Funaná aus Luxemburg
Kapverdisch-luxemburgische Grupo Pilon beim Migrationsfestival
Die Musik hat ihnen den Weg in die Emigration etwas leichter gemacht. Es sind Klänge ihrer Heimat, die sie zunächst in Kellern und Garagen geprobt haben, um sie dann auf der großen Konzertbühne zu spielen. Dabei werden Erinnerungen wach an das entfernte Inselarchipel vor der Küste Westafrikas – nicht mehr ganz Afrika, aber auch noch nicht Europa.
Am Samstag wird die Grupo Pilon beim „Festival des migrations, des cultures et de la citoyenneté“auf der großen Bühne stehen. Die Band ist fest verankert in der kapverdischen Diaspora in Luxemburg, vor 35 Jahren wurde sie von Migranten im Bahnhofsviertel der Stadt Luxemburg gegründet.
Antonino Furtado, damals ein Teenager, war 1985 dabei und kann sich noch daran erinnern, wie die Band zu ihrem Namen gefunden hat. „Pilon“ist das kreolische Wort für Stößel. „Wir haben lange nach einem gut klingenden Namen gesucht, fanden nichts, und da sagte plötzlich einer ,Pilon‘, was uns auf Anhieb gefallen hat.“Alle anderen Vorschläge zuvor waren wahrscheinlich von den Bandmitgliedern verbal zerstampft worden, so wie der Mais, der mit Mörser und Stößel enthülst und entkernt wird, um das kapverdische Nationalgericht, den Mais-bohnen-eintopf Katxupa, anzurichten.
Kreolisches Perkussionsspiel
und moderne Synthesizer
Von den zwölf Gründungsmitgliedern stehen heute noch drei auf der Bühne. „Nach so langer Zeit ein doch recht hoher Anteil“, findet Antonino Furtado und verweist auf die musikalischen Wurzeln der Grupo Pilon. „Wir stammten alle von Santiago, der Hauptinsel des Archipels, ihr Funaná hat unsere Musik beeinflusst.“
Auch heute spielen die Bandmitglieder genau diesen Funaná, die typische Musik von Santiago, allerdings mit leichten Abweichungen. „Wir waren Autodidakten
und haben unseren eigenen Stil gefunden“, meint Furtado. Deshalb erklingt in den Songs der Band ein reduzierter und sogar innovativer Sound, den sogenannten Electro-funaná, indem sich das typisch kreolische Perkussionsspiel mit neuzeitlichen Synthesizern und Gitarren vermischt.

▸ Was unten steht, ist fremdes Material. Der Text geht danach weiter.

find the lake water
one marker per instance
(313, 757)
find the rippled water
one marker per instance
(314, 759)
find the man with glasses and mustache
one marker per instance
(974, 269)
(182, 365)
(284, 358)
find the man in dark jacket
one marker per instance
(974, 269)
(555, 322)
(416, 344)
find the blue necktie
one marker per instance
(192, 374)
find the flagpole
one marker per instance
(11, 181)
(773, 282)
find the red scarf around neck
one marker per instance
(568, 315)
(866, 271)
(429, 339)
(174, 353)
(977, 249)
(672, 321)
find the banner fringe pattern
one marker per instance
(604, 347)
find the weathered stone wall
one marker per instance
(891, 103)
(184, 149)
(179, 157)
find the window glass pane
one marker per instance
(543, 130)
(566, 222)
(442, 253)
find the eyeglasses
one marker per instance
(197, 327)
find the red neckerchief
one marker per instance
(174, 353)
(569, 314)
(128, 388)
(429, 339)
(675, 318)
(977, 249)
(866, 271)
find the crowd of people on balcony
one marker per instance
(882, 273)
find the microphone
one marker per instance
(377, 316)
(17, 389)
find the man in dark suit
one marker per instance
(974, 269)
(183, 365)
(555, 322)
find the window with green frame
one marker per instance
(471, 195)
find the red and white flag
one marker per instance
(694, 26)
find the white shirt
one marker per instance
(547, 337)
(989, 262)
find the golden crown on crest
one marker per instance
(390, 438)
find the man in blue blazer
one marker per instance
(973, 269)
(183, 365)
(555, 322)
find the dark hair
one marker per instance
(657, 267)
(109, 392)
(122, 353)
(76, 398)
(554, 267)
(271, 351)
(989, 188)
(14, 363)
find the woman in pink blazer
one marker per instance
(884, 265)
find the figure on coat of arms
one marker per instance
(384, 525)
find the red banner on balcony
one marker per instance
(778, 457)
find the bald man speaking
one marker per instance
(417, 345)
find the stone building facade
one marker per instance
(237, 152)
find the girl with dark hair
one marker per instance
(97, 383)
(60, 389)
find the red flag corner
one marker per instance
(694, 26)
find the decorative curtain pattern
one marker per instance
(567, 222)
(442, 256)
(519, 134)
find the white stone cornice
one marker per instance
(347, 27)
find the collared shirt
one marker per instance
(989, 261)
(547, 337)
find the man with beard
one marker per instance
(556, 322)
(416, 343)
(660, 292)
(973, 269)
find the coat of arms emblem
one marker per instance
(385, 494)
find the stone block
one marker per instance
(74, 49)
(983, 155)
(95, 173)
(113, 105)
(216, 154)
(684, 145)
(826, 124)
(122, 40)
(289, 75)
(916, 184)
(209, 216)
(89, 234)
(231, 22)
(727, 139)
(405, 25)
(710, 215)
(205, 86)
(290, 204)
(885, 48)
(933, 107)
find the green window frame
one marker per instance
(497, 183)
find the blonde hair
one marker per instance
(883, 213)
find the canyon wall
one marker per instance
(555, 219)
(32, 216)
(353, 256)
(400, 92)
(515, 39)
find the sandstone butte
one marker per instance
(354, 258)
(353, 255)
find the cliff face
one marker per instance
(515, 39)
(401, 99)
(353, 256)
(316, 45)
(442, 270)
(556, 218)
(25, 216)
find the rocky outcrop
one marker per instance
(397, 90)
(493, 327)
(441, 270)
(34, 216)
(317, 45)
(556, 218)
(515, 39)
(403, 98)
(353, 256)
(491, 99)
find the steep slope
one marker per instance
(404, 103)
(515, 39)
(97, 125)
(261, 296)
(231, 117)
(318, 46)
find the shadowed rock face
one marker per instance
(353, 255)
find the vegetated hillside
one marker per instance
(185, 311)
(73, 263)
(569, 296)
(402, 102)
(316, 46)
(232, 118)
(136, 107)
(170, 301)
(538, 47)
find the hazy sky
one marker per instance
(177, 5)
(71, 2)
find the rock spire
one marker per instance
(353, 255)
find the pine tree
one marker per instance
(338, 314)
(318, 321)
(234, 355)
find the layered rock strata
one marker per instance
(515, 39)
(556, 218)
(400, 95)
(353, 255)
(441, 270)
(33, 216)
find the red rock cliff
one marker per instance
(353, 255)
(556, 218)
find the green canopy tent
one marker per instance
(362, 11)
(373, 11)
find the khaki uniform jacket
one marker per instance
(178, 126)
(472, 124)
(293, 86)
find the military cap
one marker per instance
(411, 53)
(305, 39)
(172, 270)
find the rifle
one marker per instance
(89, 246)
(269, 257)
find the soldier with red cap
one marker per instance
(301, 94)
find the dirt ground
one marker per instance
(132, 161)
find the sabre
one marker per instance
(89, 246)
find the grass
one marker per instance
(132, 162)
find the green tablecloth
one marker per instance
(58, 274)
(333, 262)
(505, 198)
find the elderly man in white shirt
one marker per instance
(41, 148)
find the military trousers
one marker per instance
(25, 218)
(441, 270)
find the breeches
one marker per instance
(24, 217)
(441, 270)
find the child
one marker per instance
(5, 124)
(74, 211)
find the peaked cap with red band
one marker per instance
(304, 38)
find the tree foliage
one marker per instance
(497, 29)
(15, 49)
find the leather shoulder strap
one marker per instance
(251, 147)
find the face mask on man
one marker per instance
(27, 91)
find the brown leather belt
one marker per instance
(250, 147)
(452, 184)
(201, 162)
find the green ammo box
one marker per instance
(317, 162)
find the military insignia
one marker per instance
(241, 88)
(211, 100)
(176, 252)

Die kapverdische Musik ist vielfältig und hat etliche Ableger. Grob lassen sich drei Stile hervorheben: Die Morna, bekannt vor allem durch Cesaria Evora, die Diva der kapverdischen Musik; der Coladeira, eine Art Morna, nur rhythmischer und tanzbarer; und der Funaná mit seinen gesellschaftskritischen und politischen Texten.
Oft wird die Grupo Pilon auch dem Colazouk, einer Mischung aus Coladeira und der Zouk-musik der französischen Antillen zugeordnet, doch das lässt Antonino Furtado nicht gelten. „Wir sind ganz klar dem Funaná am nächsten.“
In ihren Liedern sprechen die Musiker der Grupo Pilon vom Emigrantenleben, natürlich auch von Nostalgie, und über Liebe. Sie lassen ab und zu auch politische und kritische Töne erklingen. 1993 erschien ein erstes Album, „Tradiçao“, das bei den Kapverdiern sowohl in Luxemburg als auch im Ausland großen Erfolg hatte. Die Gruppe trat in der Folge in Rotterdam, Paris, Lausanne, Genf und Lissabon auf. Zwei weitere Alben wurden danach veröffentlicht, „Nos Meninos“im Jahr 1995 und „Di Volta“im Jahr 1997.
Natürlich hatte die Grupo Pilon auch schon mehrere Auftritte in ihrer Heimat, auf den Inseln, Santiago, Sal und Fogo. Vor einem Jahr erschien ein viertes Album. Ein amerikanisches Label veröffentlichte ein Sammelwerk mit Liedern der Gruppe unter dem Namen „Leite Quente Funaná De Cabo Verde“, eine Anspielung darauf, dass bei der Gründung der Band die Musiker noch Teenager waren und damals eher Milch als kapverdischen Grog getrunken haben.
Grupo Pilon, am Samstag, um 22.30 Uhr, in der Luxexpo auf der Hauptbühne des Festival des migrations, de la culture et de la citoyenneté, Eintritt frei.